# Hooking 24volt motor to 12volt to test



## Coley (Jul 26, 2007)

Shouldn't hurt it. Just hook it up and if the motor is good it will just run slower than on 24 volts. Run it just long enough to test.


----------



## Fewski (Jun 27, 2012)

Thanks Cory.. touched it on the terminals, and nothing. But worth a shot. Appreciate the help.


----------



## major (Apr 4, 2008)

Fewski said:


> Got a little electric scooter with a 24Volt 350W motor (running on 2 little 12Volt scooter batteries). It's not running and before I sick a lot of money troubleshooting it, want to test a few things..
> 
> If I unhook the leads that go into the ECM and test the motor on a 12V car battery just to see if it turns over, will it hurt or fry the motor?

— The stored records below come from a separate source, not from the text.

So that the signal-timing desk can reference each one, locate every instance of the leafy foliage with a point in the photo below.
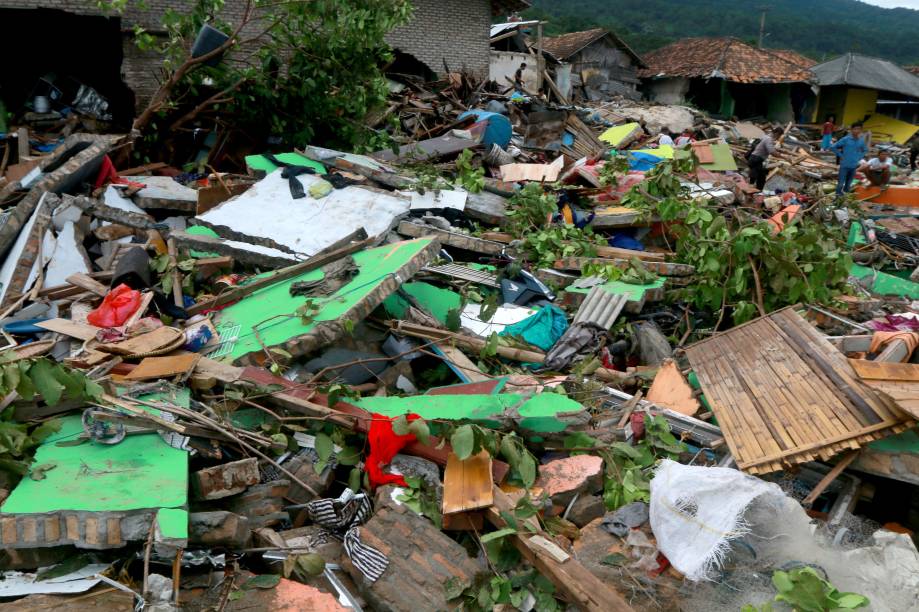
(529, 208)
(624, 479)
(468, 440)
(805, 262)
(612, 170)
(307, 71)
(545, 246)
(806, 591)
(472, 179)
(422, 499)
(488, 593)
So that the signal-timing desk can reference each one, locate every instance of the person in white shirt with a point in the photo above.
(877, 169)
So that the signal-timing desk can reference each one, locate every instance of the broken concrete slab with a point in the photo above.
(77, 160)
(97, 496)
(586, 508)
(225, 479)
(164, 192)
(421, 559)
(262, 504)
(247, 328)
(19, 269)
(340, 213)
(69, 257)
(218, 528)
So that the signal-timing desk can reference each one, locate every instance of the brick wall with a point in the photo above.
(453, 30)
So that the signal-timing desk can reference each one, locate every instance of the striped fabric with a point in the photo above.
(342, 517)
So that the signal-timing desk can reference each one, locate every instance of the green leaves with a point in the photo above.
(51, 380)
(529, 208)
(805, 590)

It depends on the motor type. An AC (or brushless) motor will not run directly connected to a battery. AC motors typically have 3 power wires. A DC brushed type motor typically has 2 power wires and will run when connected directly to a battery. However some DC motors can be damaged when connected directly to a battery even of lower voltage, if the motor was designed intended to always run with a controller. The non limited current inrush when connecting the motor to the battery could burn the comm or demagnetize the magnets.


----------